Even if we were to overlook the trial court's factual findings and independently determine the issue of reasonable doubt, the judgment should not be affirmed. In the main the majority opinion is bottomed on two incriminating factors, (1) the late hour at which these events took place, and (2) the fact of defendant's flight. This court has previously noted that in an urban setting it is not unusual for people to be about the streets and alleys at late hours. (People v. Thompson (1975), 35 Ill. App.3d 105, 340 N.E.2d 631.) The defendant explained that he was returning from his sister's house when he encountered Dokins, an explanation which is not incredible on its face. The fact of defendant's flight when the police arrived is also cited. In this regard, the police officer at trial testified that he was not in uniform and was in an unmarked car when he approached the defendant. While Dokins testified that he recognized the car as that of a detective, the defendant's uncontradicted testimony was that he (defendant) only heard the approach of a car and then ran on Dokins' instruction, without ever seeing the car. Even if he had seen it, or observed the officer in it, there was no showing at trial that he too would have been aware that a police officer and a police car were involved. Therefore, defendant's flight cannot fairly be described or characterized as "flight from the police." In addition, flight is evidence of guilt only when the accused knows that a crime has been committed and that he may be a suspect. (People v. Harris (1961), 23 Ill.2d 270, 178 N.E.2d 291; People v. Reyes (1970), 131 Ill. App.2d 134, 266 N.E.2d 539.) Yet in this case that flight is cited as evidence of the very knowledge which is required to constitute the crime thereby making flight evidence of guilt. In my view, under this analysis, the two crucial factors in this case become weak support for that which they allegedly prove.

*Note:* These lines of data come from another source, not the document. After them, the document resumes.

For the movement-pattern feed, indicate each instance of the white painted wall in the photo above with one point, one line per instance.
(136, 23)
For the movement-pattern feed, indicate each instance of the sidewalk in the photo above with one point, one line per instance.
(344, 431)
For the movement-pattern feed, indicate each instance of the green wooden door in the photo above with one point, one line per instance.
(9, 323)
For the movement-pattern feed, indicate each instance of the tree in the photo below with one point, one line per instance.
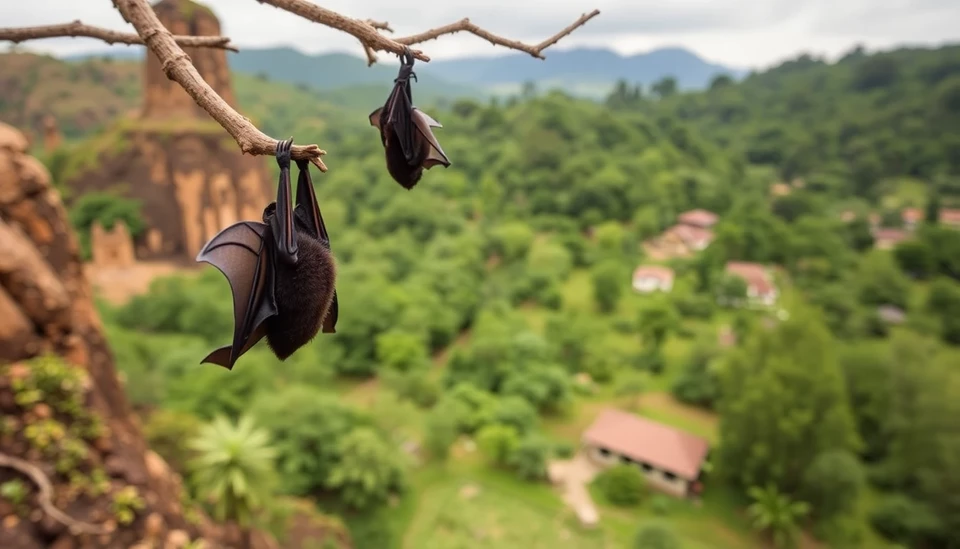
(497, 442)
(655, 536)
(233, 469)
(529, 458)
(368, 471)
(608, 285)
(622, 484)
(784, 402)
(776, 514)
(632, 384)
(833, 483)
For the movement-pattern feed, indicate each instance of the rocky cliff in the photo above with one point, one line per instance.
(64, 411)
(173, 157)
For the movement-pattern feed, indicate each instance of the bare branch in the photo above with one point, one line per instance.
(177, 66)
(464, 25)
(77, 29)
(45, 497)
(373, 41)
(364, 31)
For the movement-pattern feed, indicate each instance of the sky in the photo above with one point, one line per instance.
(736, 33)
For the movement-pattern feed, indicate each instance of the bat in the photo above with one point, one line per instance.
(281, 272)
(405, 131)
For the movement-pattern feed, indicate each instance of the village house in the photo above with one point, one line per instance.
(760, 286)
(910, 217)
(886, 239)
(684, 240)
(698, 218)
(950, 217)
(652, 278)
(671, 460)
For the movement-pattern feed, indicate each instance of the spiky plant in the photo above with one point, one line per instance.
(233, 468)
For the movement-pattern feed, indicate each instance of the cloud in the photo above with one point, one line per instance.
(736, 32)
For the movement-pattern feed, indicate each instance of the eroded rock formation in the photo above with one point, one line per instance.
(46, 309)
(191, 177)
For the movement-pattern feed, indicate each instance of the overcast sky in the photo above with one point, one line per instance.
(742, 33)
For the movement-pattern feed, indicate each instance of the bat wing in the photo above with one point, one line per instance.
(397, 117)
(424, 123)
(242, 253)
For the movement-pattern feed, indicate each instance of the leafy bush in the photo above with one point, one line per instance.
(622, 484)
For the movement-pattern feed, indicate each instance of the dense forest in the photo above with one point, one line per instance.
(475, 306)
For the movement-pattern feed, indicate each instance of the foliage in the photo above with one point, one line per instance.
(233, 469)
(833, 484)
(622, 484)
(772, 433)
(368, 471)
(655, 536)
(775, 513)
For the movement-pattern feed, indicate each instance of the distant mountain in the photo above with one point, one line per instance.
(587, 72)
(585, 65)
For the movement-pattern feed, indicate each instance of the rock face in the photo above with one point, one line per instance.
(163, 97)
(189, 175)
(46, 307)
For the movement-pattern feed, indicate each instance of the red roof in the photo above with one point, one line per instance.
(911, 215)
(699, 217)
(691, 235)
(653, 271)
(648, 442)
(754, 274)
(950, 216)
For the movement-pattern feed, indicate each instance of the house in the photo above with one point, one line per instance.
(910, 217)
(671, 460)
(950, 217)
(651, 278)
(687, 238)
(886, 239)
(698, 218)
(760, 286)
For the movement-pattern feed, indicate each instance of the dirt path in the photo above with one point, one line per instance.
(572, 476)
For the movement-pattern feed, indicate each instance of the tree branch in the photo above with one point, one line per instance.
(465, 25)
(77, 29)
(373, 41)
(45, 497)
(177, 66)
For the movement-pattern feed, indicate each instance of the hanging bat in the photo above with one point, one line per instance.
(281, 272)
(405, 131)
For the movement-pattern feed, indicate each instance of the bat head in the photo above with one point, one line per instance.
(269, 211)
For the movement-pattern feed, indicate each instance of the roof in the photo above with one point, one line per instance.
(690, 234)
(653, 271)
(911, 215)
(754, 274)
(698, 217)
(649, 442)
(950, 216)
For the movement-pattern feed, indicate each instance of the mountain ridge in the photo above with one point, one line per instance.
(577, 68)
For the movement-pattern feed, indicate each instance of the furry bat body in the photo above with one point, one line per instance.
(405, 131)
(281, 272)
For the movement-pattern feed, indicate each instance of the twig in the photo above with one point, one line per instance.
(177, 66)
(464, 25)
(373, 41)
(77, 29)
(372, 55)
(45, 497)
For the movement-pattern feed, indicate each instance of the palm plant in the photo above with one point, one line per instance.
(233, 468)
(776, 514)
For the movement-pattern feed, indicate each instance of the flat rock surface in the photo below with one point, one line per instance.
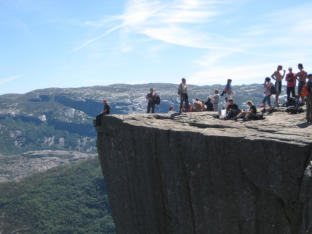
(278, 126)
(192, 173)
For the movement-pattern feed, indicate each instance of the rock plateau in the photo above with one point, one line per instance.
(192, 173)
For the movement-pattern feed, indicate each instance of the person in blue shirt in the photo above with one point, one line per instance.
(228, 90)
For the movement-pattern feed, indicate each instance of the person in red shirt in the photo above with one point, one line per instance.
(291, 83)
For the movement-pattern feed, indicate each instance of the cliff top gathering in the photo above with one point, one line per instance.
(77, 44)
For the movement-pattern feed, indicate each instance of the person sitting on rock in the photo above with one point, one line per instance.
(232, 110)
(209, 104)
(197, 106)
(204, 106)
(250, 114)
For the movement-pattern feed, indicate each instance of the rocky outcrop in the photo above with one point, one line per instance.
(192, 173)
(17, 167)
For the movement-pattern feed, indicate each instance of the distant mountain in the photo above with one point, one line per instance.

Further, defendant's conviction was based on inferences drawn from circumstantial evidence. The explanation he presented at trial was uncontradicted by any direct evidence. Given the urban setting of these events, his explanation was a credible one and reasonably consistent with innocence. The police officer at trial testified that when defendant was apprehended on the scene he then gave the same explanation that he gave at trial; he was just helping a friend with the tires. Dokins, who had already been convicted for theft of the tires, testified that he had not informed defendant prior to their arrest that the tires were stolen. At the conclusion of the evidence the trial judge indicated that he could not determine that defendant actually knew that the tires were stolen. It seems clear, then, that the evidence did not exclude the reasonable hypothesis of innocence presented by the defendant. People v. Branion (1970), 47 Ill.2d 70, 265 N.E.2d 1, cert. denied (1971), 403 U.S. 907, 29 L.Ed.2d 683, 91 S.Ct. 2213; People v. Robinson (1975), 33 Ill. App.3d 24, 337 N.E.2d 356.
It is my opinion that based on the trial court's findings of fact, or even based on an independent evaluation of the evidence at trial, defendant's conviction should be reversed.